Habe ein Problem und bin leider nicht besonders hardware kundig, daher versuche ich es mal hier, in der hoffnung auf hilfe 

Habe eine rechner mit 2 festplatten, einer IBM und eine QUANTUM Fireball lct 2010 (10 GB)
Heute nach dem hochfahren passierte was seltsames:
er zeigt mir statt dem festplatten namen der QUANtum nurmehr komische zeichen an, auch die ordner drinnen sind nicht mehr vorhanden (lesbar) überall nur seltsame zeichen...

hab mal die platte ab - und wieder angesteckt, dann änderten sich die zeichen, aber das problem ist nach wie vor vorhanden....

Lustiger weise zeigt er mir aber noh an das 8,65 GB belegt sind (was auch stimmt) nur wo sind die daten hin?

Bitte um hilfe, hab mich durchs internet gelesen, aber aufgrund mangelnder kentnisse in dem bereich traue ich mich nicht einfach irgendwas zu machen...

hin? daten weg? ****waaah***

und ich brauch nicht dazsagen das die daten WICHTIG waren 
**auszuck***
Hoffe ihr könnt mir helfen, 
greetz ,melbe


----------



## GalaxyWarrior (27. Juli 2005)

Hi, 
vorweg schonmal, ich will dir keine großen Hofnungen machen die Daten zu retten.
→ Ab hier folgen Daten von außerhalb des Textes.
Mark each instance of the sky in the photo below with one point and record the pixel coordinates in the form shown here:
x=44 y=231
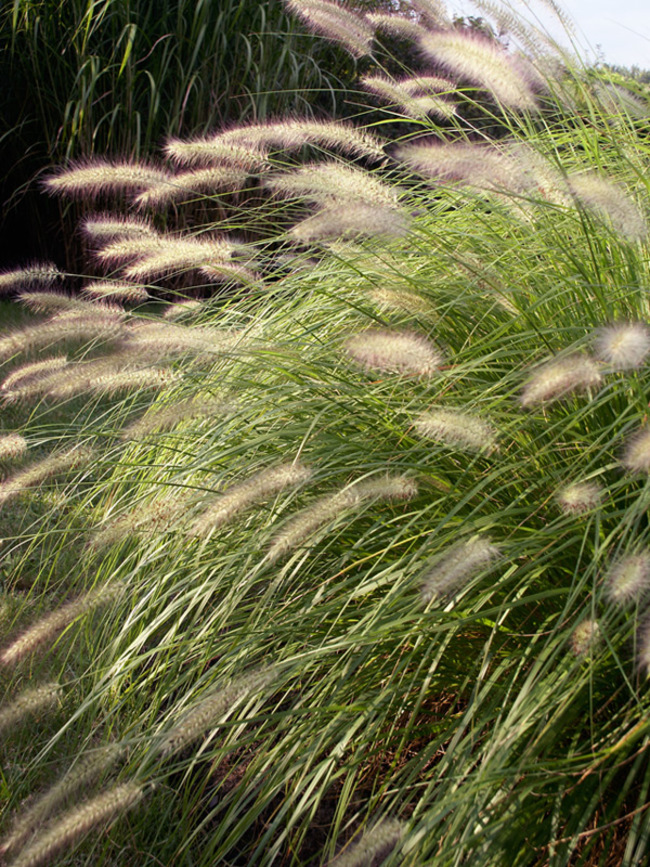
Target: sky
x=618 y=29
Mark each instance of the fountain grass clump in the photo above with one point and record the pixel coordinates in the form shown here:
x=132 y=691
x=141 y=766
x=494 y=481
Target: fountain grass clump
x=373 y=490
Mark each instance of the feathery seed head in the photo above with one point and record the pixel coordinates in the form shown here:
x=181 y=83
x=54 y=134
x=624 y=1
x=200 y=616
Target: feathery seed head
x=636 y=456
x=375 y=845
x=395 y=352
x=350 y=220
x=186 y=184
x=45 y=273
x=101 y=176
x=483 y=166
x=298 y=133
x=30 y=702
x=628 y=578
x=433 y=13
x=12 y=446
x=127 y=248
x=85 y=772
x=213 y=707
x=108 y=227
x=160 y=515
x=327 y=181
x=327 y=509
x=457 y=430
x=77 y=822
x=58 y=302
x=585 y=637
x=558 y=379
x=624 y=345
x=48 y=627
x=579 y=497
x=211 y=151
x=179 y=254
x=412 y=104
x=41 y=471
x=396 y=25
x=336 y=22
x=248 y=493
x=159 y=339
x=116 y=290
x=105 y=376
x=27 y=373
x=451 y=572
x=482 y=62
x=609 y=201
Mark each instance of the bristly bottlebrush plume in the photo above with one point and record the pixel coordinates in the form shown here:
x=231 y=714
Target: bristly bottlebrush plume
x=610 y=201
x=412 y=104
x=327 y=181
x=46 y=274
x=109 y=227
x=585 y=638
x=327 y=509
x=159 y=419
x=160 y=515
x=628 y=578
x=432 y=12
x=402 y=352
x=336 y=22
x=47 y=628
x=558 y=379
x=97 y=325
x=85 y=772
x=116 y=290
x=350 y=220
x=451 y=572
x=624 y=345
x=298 y=133
x=41 y=471
x=243 y=495
x=58 y=302
x=636 y=455
x=101 y=176
x=186 y=185
x=484 y=63
x=12 y=446
x=103 y=376
x=213 y=707
x=375 y=845
x=31 y=702
x=160 y=339
x=396 y=25
x=579 y=497
x=487 y=167
x=212 y=152
x=73 y=825
x=27 y=373
x=456 y=429
x=181 y=254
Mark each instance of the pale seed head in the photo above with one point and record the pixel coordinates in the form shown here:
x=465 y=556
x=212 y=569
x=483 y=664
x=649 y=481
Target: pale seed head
x=579 y=497
x=623 y=346
x=628 y=578
x=395 y=352
x=558 y=379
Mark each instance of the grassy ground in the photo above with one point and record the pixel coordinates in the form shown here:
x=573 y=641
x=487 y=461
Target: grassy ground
x=363 y=578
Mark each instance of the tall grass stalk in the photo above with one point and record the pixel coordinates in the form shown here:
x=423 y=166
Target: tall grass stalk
x=432 y=646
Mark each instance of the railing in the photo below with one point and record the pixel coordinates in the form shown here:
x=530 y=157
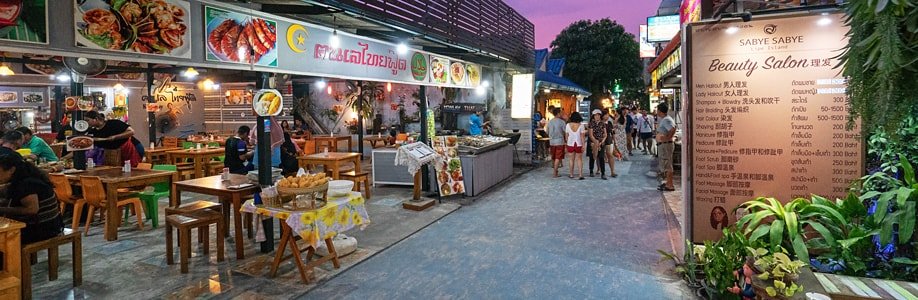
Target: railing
x=489 y=25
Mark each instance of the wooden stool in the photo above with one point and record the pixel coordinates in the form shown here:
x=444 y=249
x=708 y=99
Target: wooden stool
x=357 y=178
x=185 y=223
x=68 y=237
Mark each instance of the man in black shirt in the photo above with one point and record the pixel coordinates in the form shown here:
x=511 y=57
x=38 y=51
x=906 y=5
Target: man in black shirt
x=237 y=152
x=112 y=134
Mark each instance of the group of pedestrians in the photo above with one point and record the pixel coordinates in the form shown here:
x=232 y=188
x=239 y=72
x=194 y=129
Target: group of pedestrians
x=609 y=136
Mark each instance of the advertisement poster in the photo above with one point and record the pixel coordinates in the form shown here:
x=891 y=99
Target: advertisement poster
x=151 y=27
x=24 y=21
x=240 y=38
x=662 y=28
x=449 y=173
x=767 y=115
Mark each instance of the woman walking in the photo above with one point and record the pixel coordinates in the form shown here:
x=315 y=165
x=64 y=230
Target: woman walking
x=575 y=136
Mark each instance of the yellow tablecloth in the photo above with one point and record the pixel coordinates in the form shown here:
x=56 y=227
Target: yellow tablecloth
x=339 y=215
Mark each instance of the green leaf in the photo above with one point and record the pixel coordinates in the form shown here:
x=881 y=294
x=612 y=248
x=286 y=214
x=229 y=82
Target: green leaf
x=776 y=235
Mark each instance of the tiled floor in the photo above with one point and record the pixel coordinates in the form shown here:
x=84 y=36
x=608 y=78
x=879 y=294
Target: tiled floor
x=534 y=238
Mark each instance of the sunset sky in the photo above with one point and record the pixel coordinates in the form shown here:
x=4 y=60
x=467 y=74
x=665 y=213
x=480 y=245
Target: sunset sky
x=551 y=16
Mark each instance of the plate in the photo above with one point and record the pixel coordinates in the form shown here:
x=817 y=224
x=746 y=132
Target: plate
x=81 y=125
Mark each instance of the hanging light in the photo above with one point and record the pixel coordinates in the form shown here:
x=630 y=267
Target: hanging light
x=190 y=73
x=6 y=71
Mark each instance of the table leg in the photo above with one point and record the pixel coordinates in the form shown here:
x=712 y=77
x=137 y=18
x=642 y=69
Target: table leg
x=112 y=218
x=237 y=226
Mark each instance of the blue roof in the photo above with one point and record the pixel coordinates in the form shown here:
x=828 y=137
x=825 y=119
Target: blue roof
x=541 y=55
x=546 y=79
x=556 y=66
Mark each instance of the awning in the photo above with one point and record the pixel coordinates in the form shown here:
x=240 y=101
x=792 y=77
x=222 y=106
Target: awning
x=548 y=80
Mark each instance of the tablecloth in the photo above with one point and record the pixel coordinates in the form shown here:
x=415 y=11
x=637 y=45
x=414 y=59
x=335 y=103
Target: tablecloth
x=314 y=226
Ich habe es zwar immer geschafft den USB Stick zu reparieren, aber das war wirklich nur die Rettung des USB Sticks, nicht der Daten..

Mach mal ne Fehlerüberprüfung der Festplatte ( Wenn du Windows hast, rechts auf die Platte klicken und da ist das irgendwo, also bei Windows XP unter Extras, aber ich weiß ja nicht welches Windows du hast und wie das da ist )

Du könntest es auch mit Daten Rettungs Software versuchen:
>>>Klick<<< 

Ich hoffe ich konnte dir helfen

Gruß GalaxyWarrior


----------



## melbe (27. Juli 2005)

super, danke für die schnelle antwort, werde als erstes mal versuchen daten zu retten, probiere mal pc inspector, werde dann gleich mein ergebnis kundtun  

um die platte gehts ja garnicht so, hpts daten sind geretten *snief* 

danke jedenfalls!


----------



## chmee (27. Juli 2005)

--- Zuerst ein Image machen ---
Wenn eine Recover Software Mist baut, hast Du zumindest den Ausgangszustand, den Du dann
bei ner Profifirma abgeben kannst.

mfg chmee


----------